À l’origine, trois secondes à peine. Trois secondes de matière filmée mais modelée par la matrice d’un ordinateur livrent une œuvre générative et sans fin que l’artiste nomme vidéographie aléatoire et dans laquelle les images s’écrivent, se réécrivent dans une chorégraphie libre et indolente. Le temps à l’œuvre s’étire, se suspend, se retire, se distend, vit, reprend son souffle, respire en une douce arythmie, pourtant il n’est ni continu, ni linéaire, il est multiple et les substances de sa pluralité s’interpénètrent. Travaillées par le nombre, composées par l’algorithme, les images sont une partition indéfinie et onirique qu’aucune « réalité » du temps ne façonne. Nicolas Clauss explore dans ses œuvres la plasticité du temps et de l’image filmique, laissant volontairement cette plasticité lui échapper, laissant la rencontre résister à l’instant, traverser les durées, fasciner les regards.

L’œuvre trouble. Une sensation de déjà-vu, une rêverie familière ? De ces indéterminations temporelles et sensorielles ne cesse d’apparaître cet autre, son visage, dans une persistance qui le distingue. Cette vision du visage, Emmanuel Lévinas la décrit comme « une idée de l’infini »1, l’apparition du visage de l’autre est alors liée à une temporalité qui lui est propre, une dimension substantielle de la durée qui entre en résonance avec le « endless » des portraits de Nicolas Clauss. Alors que, selon Levinas, cette vision de l’autre, son apparition, nous « rompt avec le monde »2, à cette notion de rupture, nous lui préférons celle de distance, de vacance d’une forme du réel. À la cassure, le déplacement prévaut ici, comme un glissement du point de vue où l’imagination viendrait bouleverser le réel, bousculer la perception et déformer ses images pour invoquer les mots de Gaston Bachelard3.

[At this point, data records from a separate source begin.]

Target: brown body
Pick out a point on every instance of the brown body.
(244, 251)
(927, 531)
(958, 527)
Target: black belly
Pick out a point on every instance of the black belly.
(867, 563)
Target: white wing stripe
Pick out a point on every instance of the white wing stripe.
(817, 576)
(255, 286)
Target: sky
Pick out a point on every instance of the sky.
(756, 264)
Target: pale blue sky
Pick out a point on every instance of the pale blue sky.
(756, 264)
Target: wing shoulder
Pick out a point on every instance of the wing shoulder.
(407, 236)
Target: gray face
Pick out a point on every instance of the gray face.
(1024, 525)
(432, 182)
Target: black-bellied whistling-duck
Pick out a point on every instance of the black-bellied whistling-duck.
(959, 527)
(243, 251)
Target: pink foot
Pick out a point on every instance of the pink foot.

Nicolas Clauss livre une œuvre qui ne se regarde pas ou qui ne se perçoit pas, elle s’imagine, elle se met en images, se meut en images rêvées, elle est imageante. Cette apparition de l’autre devient rencontre de l’autre prenant forme grâce aux images telle une « rêverie œuvrante »4, cette rêverie poétique bachelardienne qu’engendre l’imagination en mouvement, cette imagination qui, dépassant la perception, est active et créatrice.

Rêverie de cette fille de Hanoï ou bien rêverie de Nicolas Clauss ? Leurs rêveries respectives en appellent à la mienne, ne viendraient-elles pas à ma rencontre ? Mais, qui rencontre qui ? Peu importe. Ces rencontres se confondent, s’entremêlent, s’étreignent.

L’image filmique embrasse nos images intérieures dans l’infini mouvement de l’imagination, dans l’infini mouvement de l’errance onirique, dans l’infini mouvement de l’errance géographique, dans une poétique atemporelle de la rencontre.

1. Emmanuel Lévinas, Totalité et infini. Essai sur l’extériorité (1971), Le livre de poche, 1996, p. 213.

2. Ibid., p. 211.

3. Gaston Bachelard, L’air et les songes. Essai sur l’imagination du mouvement (1943), José Corti, 1990, p. 10.

« On veut toujours que l’imagination soit la faculté de former des images. Or, elle est plutôt la faculté de déformer les images fournies par la perception, elle est surtout la faculté de nous libérer des images premières, de changer les images ».

4. Gaston Bachelard, La poétique de la rêverie (1960), Les Presses Universitaires de France, p. 189.